Fossils of woolly mammoths have been discovered to contain a disproportionate number of male specimens. This skew in the sex ratio is thought to be due to the mammoth social structure, with adult males leaving the herd to find their own way, only to blunder into a natural trap.

Like elephants, mammoths lived in matriarchal herd structures with the oldest, largest female leading a group of related females and juveniles. Male mammoths would have left the herd at around 13 to 15 years of age to find unrelated females to mate with. It seems wandering alone often led them into trouble.

“Without the experience of a matriarch, the young and solitary males are more prone to end up in natural traps, for example sinkholes, mud pools, or falling through thin ice over a frozen lake. They might take more risks, be more adventurous,” explains Patrícia Pečnerová, one of the scientists who performed the study at the Swedish Museum of Natural History.

The team identified the sex of each of their 98 samples using DNA extracted from tiny bone fragments. They propose that a similarly skewed ratio could be seen in fossil samples from other Ice Age mammals that lived in herd structures, such as horses, bison and woolly rhinos.

The findings, published in Current Biology, are a reminder to scientists that fossil specimens might not always represent a random sample of a species. For example, assumptions made about the size or appearance of a species could be off the mark if the fossil record only contained male specimens.

This discovery is just a small part of the team’s wider research into the genomes of the last population of woolly mammoths. These mammoths were living on Wrangel Island in the Arctic until around 4000 years ago, some 6000 years after the mainland populations died out. This means the Wrangel Island mammoths were still roaming until about 1000 years after the Pyramids of Giza were built, but the reason for their final demise is still unclear.

“We are trying to look at the changes that happened on Wrangel Island once it became an island because originally it was part of the Siberian mainland. When the sea levels rose at the end of the last Ice Age, mammoths got trapped there. We want to see how much this isolation affected them: what was the population size and what was happening in the few millennia before they went extinct.”

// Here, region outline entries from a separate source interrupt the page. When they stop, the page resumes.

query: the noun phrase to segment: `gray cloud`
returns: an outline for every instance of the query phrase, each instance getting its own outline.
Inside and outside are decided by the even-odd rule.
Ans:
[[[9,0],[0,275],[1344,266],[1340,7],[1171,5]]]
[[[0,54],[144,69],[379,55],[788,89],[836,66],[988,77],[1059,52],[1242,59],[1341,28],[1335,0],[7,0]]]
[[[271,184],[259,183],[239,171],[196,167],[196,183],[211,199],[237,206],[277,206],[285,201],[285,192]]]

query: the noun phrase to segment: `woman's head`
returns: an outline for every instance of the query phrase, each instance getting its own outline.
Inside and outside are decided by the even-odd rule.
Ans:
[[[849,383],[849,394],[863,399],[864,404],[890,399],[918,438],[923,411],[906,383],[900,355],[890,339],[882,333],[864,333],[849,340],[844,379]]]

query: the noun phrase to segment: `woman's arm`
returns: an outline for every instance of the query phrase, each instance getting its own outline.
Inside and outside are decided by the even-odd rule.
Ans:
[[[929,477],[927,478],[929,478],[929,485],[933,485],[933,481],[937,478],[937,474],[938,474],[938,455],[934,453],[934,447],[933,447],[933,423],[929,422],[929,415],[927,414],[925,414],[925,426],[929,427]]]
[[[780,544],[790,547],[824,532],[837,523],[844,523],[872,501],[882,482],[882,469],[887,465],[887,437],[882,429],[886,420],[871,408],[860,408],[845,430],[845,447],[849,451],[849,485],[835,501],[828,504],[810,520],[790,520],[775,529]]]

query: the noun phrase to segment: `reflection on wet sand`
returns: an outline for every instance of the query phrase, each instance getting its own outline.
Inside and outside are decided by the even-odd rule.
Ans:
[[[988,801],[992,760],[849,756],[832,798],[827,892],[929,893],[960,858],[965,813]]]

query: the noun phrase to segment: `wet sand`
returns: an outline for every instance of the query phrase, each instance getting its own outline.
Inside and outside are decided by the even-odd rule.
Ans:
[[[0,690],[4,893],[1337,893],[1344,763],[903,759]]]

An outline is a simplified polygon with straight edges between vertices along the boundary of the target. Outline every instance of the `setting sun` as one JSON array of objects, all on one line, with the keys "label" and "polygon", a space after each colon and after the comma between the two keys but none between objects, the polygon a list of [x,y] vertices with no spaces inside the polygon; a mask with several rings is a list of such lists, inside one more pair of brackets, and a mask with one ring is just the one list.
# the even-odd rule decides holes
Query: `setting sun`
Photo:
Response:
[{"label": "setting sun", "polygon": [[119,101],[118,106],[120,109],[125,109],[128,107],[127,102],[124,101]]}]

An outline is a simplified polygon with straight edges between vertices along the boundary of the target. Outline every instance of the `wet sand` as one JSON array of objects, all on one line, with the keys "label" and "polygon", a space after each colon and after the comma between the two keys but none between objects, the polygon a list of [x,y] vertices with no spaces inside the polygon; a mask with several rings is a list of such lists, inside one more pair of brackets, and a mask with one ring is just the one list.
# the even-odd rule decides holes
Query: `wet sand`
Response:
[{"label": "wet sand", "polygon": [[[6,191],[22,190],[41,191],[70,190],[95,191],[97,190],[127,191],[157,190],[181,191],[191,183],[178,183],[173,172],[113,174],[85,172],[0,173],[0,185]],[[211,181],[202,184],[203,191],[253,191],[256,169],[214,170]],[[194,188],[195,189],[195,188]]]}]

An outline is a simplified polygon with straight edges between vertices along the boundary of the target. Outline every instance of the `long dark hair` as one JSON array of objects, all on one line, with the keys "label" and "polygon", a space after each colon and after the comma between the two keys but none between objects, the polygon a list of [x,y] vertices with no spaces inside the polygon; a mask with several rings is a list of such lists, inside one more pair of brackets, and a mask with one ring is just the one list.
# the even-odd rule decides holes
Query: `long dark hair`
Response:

Pečnerová hopes this study will determine the cause of that extinction.

“We can’t really say if it was climate change, if it was humans, but what we are trying to study is whether it could have been genetic reasons and the fact that the population was too small or the island was too small to sustain a long term viable population.”

Whatever eventually caused the mammoths to die out may remain a mystery, but the team’s findings do offer some useful advice for survival: always listen to your mother.